Circa 20 giorni fa, un’intercettazione aveva rivelato che le attenzioni dei boss, nei confronti del magistrato palermitano, siano ancora alte; circostanza che preoccupa il Csm e che ha indotto la terza commissione ad ascoltare Di Matteo per ben due volte nell’arco di 20 giorni, affinchè riflettesse sull’enorme rischio che sta correndo.
Ma in entrambi i casi la sua risposta è stata negativa.
Tre anni fa, era stato intercettato il capo di Cosa nostra Salvatore Riina mentre lanciava un ordine di morte nei confronti di Nino Di Matteo parlando col compagno di cella Alberto Lo Russo, un boss pugliese.
Già allora erano scattarono misure di sicurezza eccezionali attorno al magistrato palermitano. Si era anche riunito il comitato nazionale per l’ordine e la sicurezza presieduto dal ministro dell’Interno Angelino Alfano. La scorta di Di Matteo era stata affidata ai carabinieri del “Gis”, il gruppo di intervento speciale.

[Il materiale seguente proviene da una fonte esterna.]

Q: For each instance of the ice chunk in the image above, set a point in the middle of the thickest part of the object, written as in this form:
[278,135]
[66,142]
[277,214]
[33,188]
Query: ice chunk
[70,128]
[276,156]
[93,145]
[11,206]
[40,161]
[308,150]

Poi, qualche mese dopo, il boss Vito Galatolo che aveva deciso di collaborare con la procura di Palermo rivelò proprio a Di Matteo che un altro ordine di morte era stato lanciato nei suoi confronti dal superlatitante Matteo Messina Denaro, sostenendo che il tritolo per l’attentato fosse già arrivato a Palermo dalla Calabria e che si trovasse nella disponibilità del suo vice Vincenzo Graziano.
In realtà quell’esplosivo non venne mai trovato. Recentemente, però, il pentito Francesco Chiarello ha detto che : “Il figlio di Graziano, esultava in carcere poiché sosteneva che il padre, essendo stato scarcerato, aveva avuto la possibilità di spostare l’esplosivo”. Stando all’ultima intercettazione captata dagli investigatori, il piano di morte contro il pm Nino Di Matteo, sarebbe ancora attualissimo.